The C-Reduce core implements this algorithm:
current = original_test_case
do
size_at_start = size(current)
foreach (p, option) in pass_list
state = p::new(current, option)
do
variant = current // this is a file copy operation
result = p::transform(variant, option, state)
if result == ERROR
report_problem_in_pass(p, option)
if result == OK
if is_interesting(variant)
current = variant // also a file copy
else
state = p::advance(current, option, state)
while result == OK
while size(current) < size_at_start
The termination argument for C-Reduce is:
Since the outermost loop requires the size of the test case to decrease monotonically, it can only execute as many times as the size (in bytes) of the unreduced test case. In practice, it executes many fewer times than this.
The loop over passes terminates because the pass list is immutable after C-Reduce’s initialization phase.
Each iteration of the innermost loop either advances the state object or else (by selecting an interesting variant) removes one transformation opportunity. Either way, the number of transformations remaining in the current pass is decreased by one.
The interestingness test is, at worst, terminated (using OS support for killing a process group) after a configurable timeout.
In practice, the weak link in this argument is the third item, which is vulnerable to bugs in passes. C-Reduce terminates robustly by abandoning passes when they appear to be behaving unreasonably.
The C-Reduce core does not insist that transformations make the test case smaller, and in fact quite a few of its passes potentially increase the size of the test case, with the goal of eliminating sources of coupling within the test case, unblocking progress in other passes.
The sequence of transformation passes is carefully orchestrated such that passes that are likely to give the biggest wins—such as those that remove entire functions—run first; otherwise the tool would end up spending days or weeks doing silly things such as trying to shrink numeric constants in a huge source file. Shrinking numbers is useful, and it should be done, but only after many other reduction mechanisms have run to completion.
C-Reduce's collection of cooperating passes, with heavy phase-ordering constraints, is highly reminiscent of how a modern optimizing compiler works. However, only a small proportion of the transformation passes is intended to be semantics-preserving in the sense that a compiler's optimization passes must be. In this domain, we only want to preserve enough semantics that we can probabilistically avoid breaking whatever property makes a test case interesting.
A consequence of writing a modular reducer is that once we came up with the right API for writing passes, we were free to write a lot of passes. My colleagues and I spent several years doing this and we ended up with:
35 passes, implemented in Perl, that include heuristics such as removing lines, removing various kinds of matched delimiters (and perhaps also the text between them), and shrinking integer values
6 passes that invoke external utilities such as unifdef, a partial evaluator for the C preprocessor language, a lexer for C and C++ that supports various token-level reduction transformations, and pretty-printing utilities that make the reduced test case more pleasant to look at
69 passes, implemented in C++, that use LLVM's Clang front end as a library for source-to-source transformation of C and C++ code; these include function inlining, partial template instantiation, scalar replacement of aggregates, copy propagation, and eliminating levels of a class hierarchy.

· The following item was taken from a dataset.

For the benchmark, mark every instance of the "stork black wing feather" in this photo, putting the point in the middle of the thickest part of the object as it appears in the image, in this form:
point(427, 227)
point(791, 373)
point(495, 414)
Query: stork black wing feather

The actual number of dynamic passes is larger than the total of these numbers since some passes can be invoked in different modes using the "option" parameter mentioned above.
In this piece, we looked at why we had to create C-Reduce and at the modular structure that was key to making it solve the problems that we wanted to solve. In Part 2, I'll describe how C-Reduce improves reduction times using multiple cores and why C-Reduce usually does a good job reducing test cases in languages other than C and C++; finally, I'll discuss a few open research problems in test case reduction.